Days Sales Outstanding Calculator
Calculate average collection period for receivables
About this calculator
The Days Sales Outstanding (DSO) Calculator determines how many days it takes, on average, for a company to collect payment after making a sale on credit. This key financial metric helps businesses assess their accounts receivable management efficiency and cash flow performance. A lower DSO indicates faster collection of receivables, improving working capital and reducing bad debt risk. Companies use DSO to benchmark against industry standards, identify collection issues, and optimize their credit and collection processes for better financial health.
How to use
Enter your total accounts receivable amount and your average daily sales (annual sales divided by 365 days). The calculator will instantly compute your Days Sales Outstanding by dividing accounts receivable by average daily sales. Compare your result to industry benchmarks to evaluate your collection efficiency.

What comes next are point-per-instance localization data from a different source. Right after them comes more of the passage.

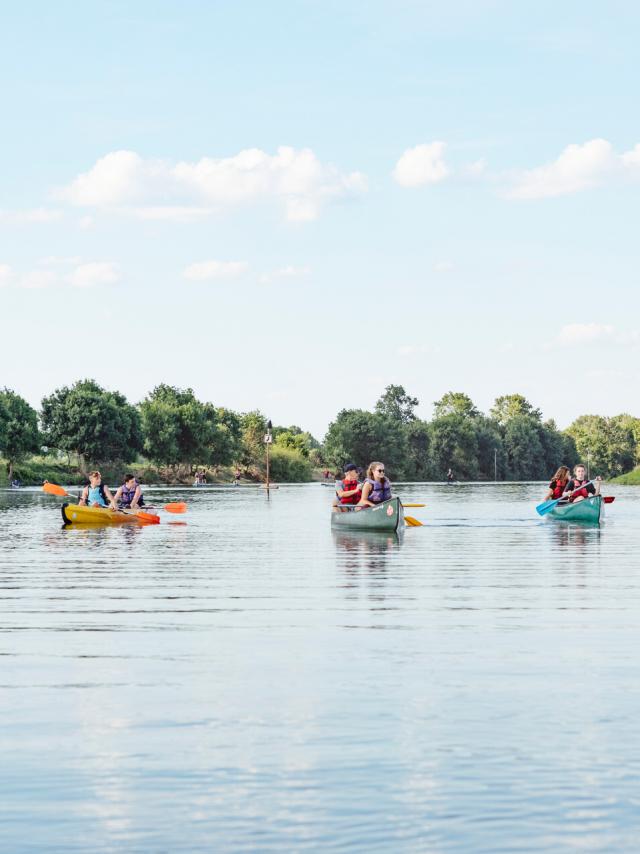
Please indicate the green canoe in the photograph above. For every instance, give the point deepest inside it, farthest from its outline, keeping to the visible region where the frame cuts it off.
(590, 510)
(388, 516)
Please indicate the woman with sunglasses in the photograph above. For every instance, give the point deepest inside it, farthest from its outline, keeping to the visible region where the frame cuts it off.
(376, 488)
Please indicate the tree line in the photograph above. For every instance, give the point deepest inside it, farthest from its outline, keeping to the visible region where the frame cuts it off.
(172, 428)
(512, 442)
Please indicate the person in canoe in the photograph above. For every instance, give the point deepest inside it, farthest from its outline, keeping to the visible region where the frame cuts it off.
(558, 484)
(129, 495)
(96, 494)
(376, 487)
(580, 483)
(348, 490)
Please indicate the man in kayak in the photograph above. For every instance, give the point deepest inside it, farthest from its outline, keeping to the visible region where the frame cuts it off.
(96, 494)
(580, 488)
(348, 490)
(129, 494)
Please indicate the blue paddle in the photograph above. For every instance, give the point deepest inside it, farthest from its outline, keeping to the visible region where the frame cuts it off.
(546, 506)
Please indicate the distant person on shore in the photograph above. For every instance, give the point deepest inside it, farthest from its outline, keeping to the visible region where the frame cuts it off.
(580, 483)
(348, 490)
(129, 495)
(376, 487)
(96, 494)
(558, 484)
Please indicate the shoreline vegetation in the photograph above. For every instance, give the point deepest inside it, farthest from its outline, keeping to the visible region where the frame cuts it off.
(171, 435)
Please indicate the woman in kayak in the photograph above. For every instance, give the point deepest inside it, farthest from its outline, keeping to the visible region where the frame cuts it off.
(558, 483)
(96, 494)
(376, 488)
(579, 487)
(129, 494)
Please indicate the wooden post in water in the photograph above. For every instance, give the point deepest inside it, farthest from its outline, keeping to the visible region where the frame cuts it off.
(268, 440)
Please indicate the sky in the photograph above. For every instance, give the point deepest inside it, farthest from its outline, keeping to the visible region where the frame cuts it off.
(288, 206)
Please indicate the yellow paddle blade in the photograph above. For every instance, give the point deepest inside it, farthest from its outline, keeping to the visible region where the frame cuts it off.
(176, 507)
(53, 489)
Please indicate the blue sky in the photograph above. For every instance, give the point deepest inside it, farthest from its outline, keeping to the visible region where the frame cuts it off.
(288, 206)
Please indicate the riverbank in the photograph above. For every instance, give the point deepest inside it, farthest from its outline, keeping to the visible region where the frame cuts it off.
(631, 478)
(34, 471)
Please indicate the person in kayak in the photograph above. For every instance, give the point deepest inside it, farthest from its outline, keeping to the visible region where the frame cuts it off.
(558, 484)
(129, 495)
(348, 490)
(96, 494)
(376, 487)
(580, 483)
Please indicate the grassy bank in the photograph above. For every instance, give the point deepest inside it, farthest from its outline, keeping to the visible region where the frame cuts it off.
(35, 470)
(631, 478)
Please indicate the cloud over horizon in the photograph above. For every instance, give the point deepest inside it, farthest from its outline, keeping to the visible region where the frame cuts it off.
(124, 182)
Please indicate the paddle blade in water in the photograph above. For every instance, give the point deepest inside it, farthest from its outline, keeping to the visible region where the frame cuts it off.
(176, 507)
(53, 489)
(546, 506)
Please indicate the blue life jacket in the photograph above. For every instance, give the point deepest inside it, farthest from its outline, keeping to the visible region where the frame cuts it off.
(127, 496)
(379, 491)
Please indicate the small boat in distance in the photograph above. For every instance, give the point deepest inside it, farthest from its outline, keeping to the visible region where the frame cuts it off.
(387, 516)
(589, 510)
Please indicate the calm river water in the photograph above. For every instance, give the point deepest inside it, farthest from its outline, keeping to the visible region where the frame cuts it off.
(248, 681)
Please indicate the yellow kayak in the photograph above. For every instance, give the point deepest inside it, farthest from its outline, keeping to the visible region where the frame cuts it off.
(103, 516)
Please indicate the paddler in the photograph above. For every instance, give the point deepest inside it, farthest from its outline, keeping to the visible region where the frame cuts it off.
(129, 495)
(96, 494)
(348, 490)
(376, 487)
(558, 484)
(580, 483)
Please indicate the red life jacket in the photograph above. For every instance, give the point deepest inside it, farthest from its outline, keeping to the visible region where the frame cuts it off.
(348, 485)
(583, 492)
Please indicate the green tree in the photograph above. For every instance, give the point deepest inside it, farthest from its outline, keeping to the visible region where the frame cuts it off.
(526, 457)
(93, 423)
(455, 403)
(178, 428)
(418, 463)
(511, 406)
(287, 465)
(454, 445)
(362, 437)
(19, 435)
(396, 404)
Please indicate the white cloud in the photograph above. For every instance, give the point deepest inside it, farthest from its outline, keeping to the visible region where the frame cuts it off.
(122, 181)
(423, 164)
(94, 273)
(37, 279)
(33, 215)
(287, 272)
(576, 334)
(5, 274)
(579, 167)
(417, 350)
(206, 270)
(442, 267)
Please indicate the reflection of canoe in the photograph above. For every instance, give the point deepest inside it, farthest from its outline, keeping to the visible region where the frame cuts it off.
(73, 513)
(589, 510)
(385, 517)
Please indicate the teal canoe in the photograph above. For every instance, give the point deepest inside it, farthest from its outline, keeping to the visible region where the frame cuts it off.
(388, 516)
(590, 510)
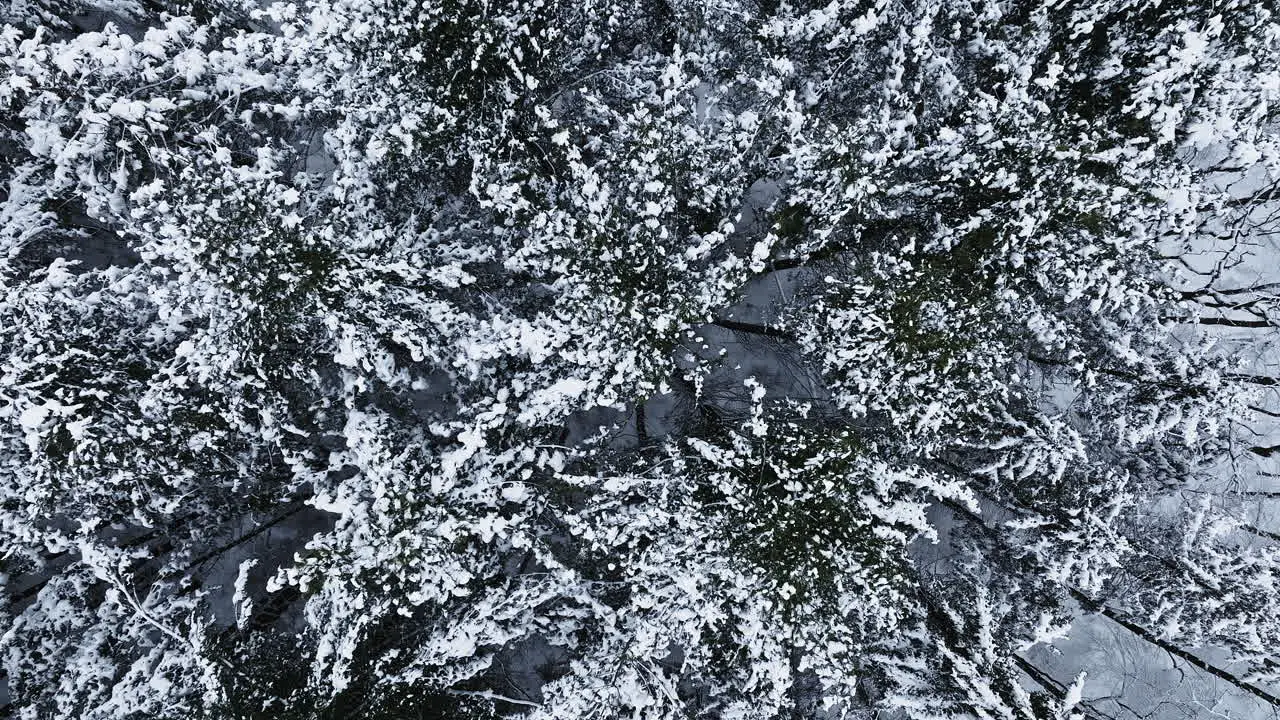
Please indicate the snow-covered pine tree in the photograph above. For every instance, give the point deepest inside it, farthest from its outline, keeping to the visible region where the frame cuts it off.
(365, 276)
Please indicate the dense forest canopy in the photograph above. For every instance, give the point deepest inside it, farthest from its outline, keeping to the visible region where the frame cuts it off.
(726, 359)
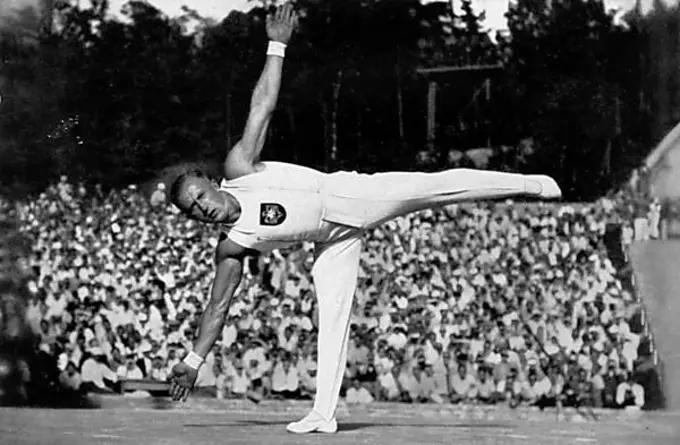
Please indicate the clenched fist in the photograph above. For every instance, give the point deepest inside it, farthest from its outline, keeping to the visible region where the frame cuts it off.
(182, 379)
(281, 23)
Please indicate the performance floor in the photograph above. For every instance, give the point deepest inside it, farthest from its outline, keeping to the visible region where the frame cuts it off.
(149, 426)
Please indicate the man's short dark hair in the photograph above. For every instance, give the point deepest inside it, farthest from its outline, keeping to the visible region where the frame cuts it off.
(181, 180)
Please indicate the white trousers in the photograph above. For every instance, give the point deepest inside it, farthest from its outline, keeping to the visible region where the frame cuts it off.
(354, 202)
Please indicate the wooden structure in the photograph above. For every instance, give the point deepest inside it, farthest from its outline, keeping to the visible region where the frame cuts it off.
(436, 74)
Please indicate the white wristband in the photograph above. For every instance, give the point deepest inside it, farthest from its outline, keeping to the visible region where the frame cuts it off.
(193, 360)
(276, 49)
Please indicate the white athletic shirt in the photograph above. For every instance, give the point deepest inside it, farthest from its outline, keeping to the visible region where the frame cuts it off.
(280, 206)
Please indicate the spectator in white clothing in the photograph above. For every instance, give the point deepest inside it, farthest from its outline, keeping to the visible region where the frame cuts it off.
(630, 393)
(95, 373)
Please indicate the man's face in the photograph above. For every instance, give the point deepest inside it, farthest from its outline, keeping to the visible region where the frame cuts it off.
(200, 200)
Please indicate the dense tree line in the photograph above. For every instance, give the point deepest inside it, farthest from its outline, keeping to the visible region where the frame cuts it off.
(116, 101)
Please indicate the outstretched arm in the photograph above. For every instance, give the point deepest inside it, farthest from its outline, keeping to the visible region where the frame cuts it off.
(229, 259)
(244, 156)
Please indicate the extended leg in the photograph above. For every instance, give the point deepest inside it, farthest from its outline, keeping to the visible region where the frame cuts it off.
(367, 200)
(335, 279)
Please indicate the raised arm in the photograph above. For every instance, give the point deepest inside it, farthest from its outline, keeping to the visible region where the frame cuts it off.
(229, 259)
(243, 158)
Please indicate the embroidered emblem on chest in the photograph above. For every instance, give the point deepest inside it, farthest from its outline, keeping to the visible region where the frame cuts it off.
(271, 214)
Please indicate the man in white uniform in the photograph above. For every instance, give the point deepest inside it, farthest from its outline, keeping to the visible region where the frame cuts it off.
(268, 205)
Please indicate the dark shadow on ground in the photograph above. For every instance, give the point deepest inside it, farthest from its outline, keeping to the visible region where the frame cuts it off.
(348, 426)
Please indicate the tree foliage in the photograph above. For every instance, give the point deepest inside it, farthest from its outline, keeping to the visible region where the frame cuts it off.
(115, 101)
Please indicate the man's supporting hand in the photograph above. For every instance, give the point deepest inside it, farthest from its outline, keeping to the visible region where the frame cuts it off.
(182, 379)
(282, 23)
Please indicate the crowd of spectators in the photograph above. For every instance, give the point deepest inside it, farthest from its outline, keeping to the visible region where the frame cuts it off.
(479, 303)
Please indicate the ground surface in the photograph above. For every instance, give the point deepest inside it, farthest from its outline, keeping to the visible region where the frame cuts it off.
(149, 426)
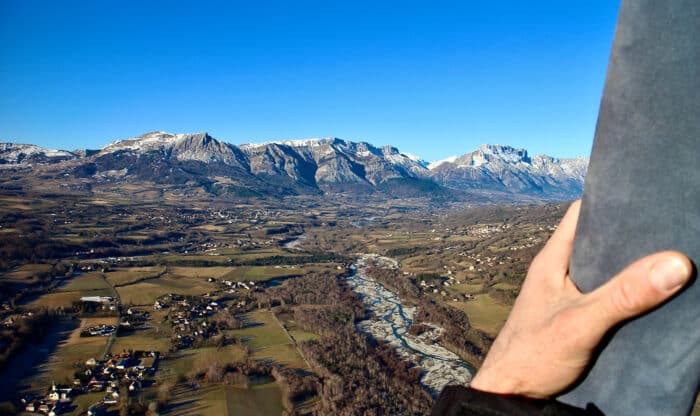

Frequently asked questions
What is a good DSO ratio?
Generally, a DSO between 30-45 days is considered good, but this varies by industry. Lower DSO indicates faster collections and better cash flow management.
How often should I calculate DSO?
Calculate DSO monthly or quarterly to monitor trends and identify collection issues early. Regular tracking helps maintain optimal cash flow and receivables management.
What factors affect DSO?
Payment terms, customer payment habits, collection processes, economic conditions, and industry type all impact DSO. Longer payment terms typically increase DSO values.